Kennedy defied the school’s order and was placed on administrative leave. He did not reapply for his job after he terminated his contract in 2015. He later filed a lawsuit, claiming that the school violated his First Amendment speech and religious rights by disciplining him for his private religious expression. .

The two parties painted very different versions of the events that led to the litigation. Kennedy describes himself as simply engaging in quiet, personal, private prayer at the end of the games. The school district, for its part, portrays Kennedy as leading a disruptive and highly publicized campaign to promote his right to religious demonstration at a school event.

A federal district court in Washington sided with the school. The judge concluded that Kennedy’s conduct was not constitutionally protected because he had been acting in his public employee capacity.

Kennedy appealed but was again rejected. A unanimous three-judge panel of the San Francisco-based federal appeals court held that the Bremerton School District (BSD) violated the Constitution’s prohibition on government support of religion “by allowing Kennedy to pray at the end of football games, in midfield, with students who felt pressured to join him.”

“Kennedy’s attempts to draw national attention to his challenge to BSD compel the conclusion that he was not engaging in private prayer, but rather was engaging in public speech of an overtly religious nature while performing his job duties,” said the panel of judges in the US the Ninth Circuit Court of Appeals wrote.

As Kennedy files his appeal to the Supreme Court on Monday, he is joined by several outside supporters. Among them is the American Center for Law and Justice, run by Trump-allied lawyer Jay Sekulow.

Sekulow’s group argues that the court should use the case as a vehicle to permanently erase from the books any remnants of its landmark 1971 ruling in Lemon v. Kurtzman, who created a legal test to measure the separation of church and state under the Establishment Clause of the First Amendment that conservatives have long argued goes too far in favor of secularism.

“As nearly half a century of often scathing criticism from academics, members of this Court, and lower court judges demonstrates, Lemon is flawed in reasoning,” Sekulow wrote in an amicus brief. “Its fundamental flaw with it, of course, is that it is not tied to the original meaning of the Establishment Clause. Devoid of solid doctrinal foundations, Lemon is elastic and unprincipled.”

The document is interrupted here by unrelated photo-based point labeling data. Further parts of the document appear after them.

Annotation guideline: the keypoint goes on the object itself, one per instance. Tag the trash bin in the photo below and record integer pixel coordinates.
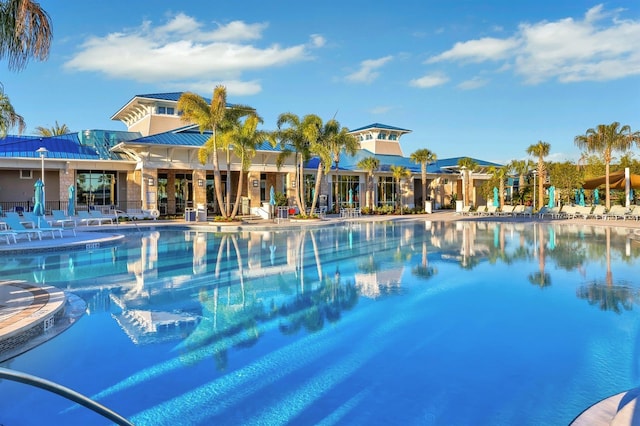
(246, 209)
(201, 213)
(189, 214)
(428, 207)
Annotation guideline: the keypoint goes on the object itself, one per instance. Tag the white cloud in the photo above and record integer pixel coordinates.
(474, 83)
(481, 50)
(429, 80)
(381, 109)
(183, 49)
(368, 70)
(567, 50)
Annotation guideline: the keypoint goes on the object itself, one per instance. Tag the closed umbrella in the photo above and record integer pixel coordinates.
(38, 208)
(272, 200)
(71, 208)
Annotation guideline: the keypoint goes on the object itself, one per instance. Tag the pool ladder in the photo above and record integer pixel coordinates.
(16, 376)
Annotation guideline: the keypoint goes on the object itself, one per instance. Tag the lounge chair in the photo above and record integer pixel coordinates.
(61, 220)
(38, 223)
(616, 212)
(93, 217)
(16, 226)
(9, 235)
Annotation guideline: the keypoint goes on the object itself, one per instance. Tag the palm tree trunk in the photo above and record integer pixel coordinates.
(217, 181)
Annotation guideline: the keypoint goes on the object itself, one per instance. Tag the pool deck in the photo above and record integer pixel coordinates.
(22, 305)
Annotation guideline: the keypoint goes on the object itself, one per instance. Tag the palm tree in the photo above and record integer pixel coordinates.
(540, 150)
(605, 139)
(8, 116)
(343, 142)
(217, 119)
(370, 165)
(291, 137)
(468, 165)
(399, 173)
(25, 32)
(53, 131)
(500, 174)
(245, 138)
(423, 157)
(522, 169)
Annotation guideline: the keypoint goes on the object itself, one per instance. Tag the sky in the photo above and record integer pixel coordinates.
(483, 79)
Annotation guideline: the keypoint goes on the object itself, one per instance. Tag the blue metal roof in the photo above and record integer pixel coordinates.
(188, 136)
(86, 145)
(379, 126)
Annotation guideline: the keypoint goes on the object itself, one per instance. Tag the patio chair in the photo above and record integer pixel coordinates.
(17, 227)
(60, 219)
(40, 224)
(616, 212)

The school district also has supporters on its side, including the American Civil Liberties Union (ACLU), which has urged judges to affirm the 9th Circuit ruling.

In an amicus brief, the ACLU told the court that speech by school officials on duty at a school-sponsored event, such as a high school football game, “carries the strong endorsement of the school.” .

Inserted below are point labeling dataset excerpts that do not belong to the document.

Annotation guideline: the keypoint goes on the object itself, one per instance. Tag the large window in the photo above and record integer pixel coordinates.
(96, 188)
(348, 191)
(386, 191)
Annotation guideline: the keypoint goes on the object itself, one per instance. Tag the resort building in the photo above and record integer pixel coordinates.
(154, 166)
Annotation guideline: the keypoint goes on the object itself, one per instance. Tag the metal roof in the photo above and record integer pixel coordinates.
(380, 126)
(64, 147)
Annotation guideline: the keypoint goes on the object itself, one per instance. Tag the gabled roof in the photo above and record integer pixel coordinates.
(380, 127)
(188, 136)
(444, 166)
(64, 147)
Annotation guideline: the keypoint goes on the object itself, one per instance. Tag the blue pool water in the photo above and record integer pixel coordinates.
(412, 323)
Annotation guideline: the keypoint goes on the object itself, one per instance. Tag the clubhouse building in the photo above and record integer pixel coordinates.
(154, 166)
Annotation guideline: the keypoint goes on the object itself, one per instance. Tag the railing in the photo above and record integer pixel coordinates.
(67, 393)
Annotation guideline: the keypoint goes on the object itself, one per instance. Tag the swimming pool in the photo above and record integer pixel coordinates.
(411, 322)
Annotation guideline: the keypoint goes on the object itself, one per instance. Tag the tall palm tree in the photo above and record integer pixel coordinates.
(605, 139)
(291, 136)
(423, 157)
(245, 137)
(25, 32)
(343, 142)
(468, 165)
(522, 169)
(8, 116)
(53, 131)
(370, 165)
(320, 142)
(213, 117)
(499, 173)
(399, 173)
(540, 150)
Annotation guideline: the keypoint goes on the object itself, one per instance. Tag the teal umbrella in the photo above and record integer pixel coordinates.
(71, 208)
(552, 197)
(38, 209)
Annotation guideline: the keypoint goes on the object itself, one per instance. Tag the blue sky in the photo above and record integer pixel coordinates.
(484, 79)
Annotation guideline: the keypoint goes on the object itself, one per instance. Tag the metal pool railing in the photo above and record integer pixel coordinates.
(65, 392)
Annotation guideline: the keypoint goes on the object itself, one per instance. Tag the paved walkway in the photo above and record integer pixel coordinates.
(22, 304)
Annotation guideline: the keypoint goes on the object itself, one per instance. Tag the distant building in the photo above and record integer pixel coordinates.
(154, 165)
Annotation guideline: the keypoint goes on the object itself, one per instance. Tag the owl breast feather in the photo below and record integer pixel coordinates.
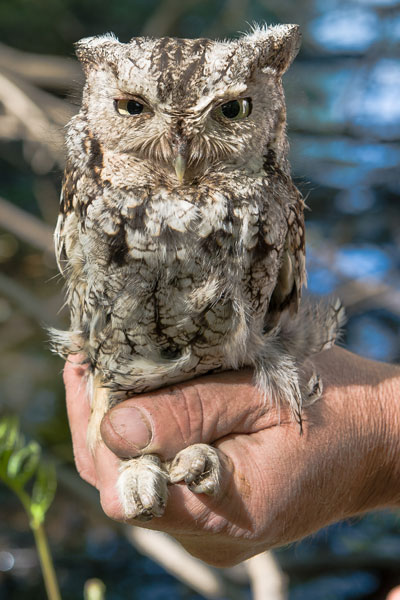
(170, 284)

“Public schools should welcome students of all faiths and none,” the group wrote. “That obligation is compromised when school officials take it upon themselves to convey (intentionally or unintentionally) religious messages.”

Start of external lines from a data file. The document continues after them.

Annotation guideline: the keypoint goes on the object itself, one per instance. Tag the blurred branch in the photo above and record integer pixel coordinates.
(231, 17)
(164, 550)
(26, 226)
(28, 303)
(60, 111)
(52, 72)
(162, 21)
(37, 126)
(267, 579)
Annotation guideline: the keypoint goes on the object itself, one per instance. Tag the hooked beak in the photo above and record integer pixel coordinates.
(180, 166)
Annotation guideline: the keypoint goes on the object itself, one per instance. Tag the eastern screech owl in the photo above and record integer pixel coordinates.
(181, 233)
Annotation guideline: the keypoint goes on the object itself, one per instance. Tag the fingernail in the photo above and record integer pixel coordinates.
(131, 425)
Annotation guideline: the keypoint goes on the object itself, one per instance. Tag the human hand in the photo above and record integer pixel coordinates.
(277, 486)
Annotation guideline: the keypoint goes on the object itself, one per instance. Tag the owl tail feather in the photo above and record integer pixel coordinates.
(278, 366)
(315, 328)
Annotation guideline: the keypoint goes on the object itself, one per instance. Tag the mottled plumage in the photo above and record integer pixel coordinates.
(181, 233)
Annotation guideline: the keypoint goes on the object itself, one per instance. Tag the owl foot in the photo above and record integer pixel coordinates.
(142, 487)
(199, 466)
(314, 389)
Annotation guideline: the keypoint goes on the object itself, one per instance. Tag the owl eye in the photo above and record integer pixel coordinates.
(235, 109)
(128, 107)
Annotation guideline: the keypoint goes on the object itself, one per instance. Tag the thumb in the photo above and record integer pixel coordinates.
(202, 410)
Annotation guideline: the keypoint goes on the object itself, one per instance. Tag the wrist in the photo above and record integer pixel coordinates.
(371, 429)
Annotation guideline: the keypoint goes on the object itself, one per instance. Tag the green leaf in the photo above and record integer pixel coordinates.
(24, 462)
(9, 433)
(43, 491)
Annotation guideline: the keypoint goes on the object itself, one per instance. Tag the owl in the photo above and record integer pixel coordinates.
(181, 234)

The group added: “Therefore, public schools have a constitutional duty to prevent their staff from engaging in behavior that will put the school’s approval on religious doctrine or activity.”

Gossett’s amicus curiae brief, from the Davis Wright Tremaine law firm, includes testimony from former professional and collegiate athletes who say coach-led sentence is “inherently coercive” on team members.

“The record here demonstrates that Mr. Kennedy’s actions had a propensity to lead players to feel compelled to participate in Mr. Kennedy’s expressions of faith, even if they would rather not have done so,” they wrote. “Accordingly, the amici urge the Court to affirm the Ninth Circuit’s decision below and reaffirm the basic principle that in the captive setting of a public school, ‘the government cannot coerce [children] to support or participate in religion or its exercise’”.

The school district may be in a tough fight given that the conservative-dominated Supreme Court in recent years has tended to be very sympathetic to religious interests.

The case, Kennedy v. Bremerton School District, will be heard Monday with a decision expected in the summer.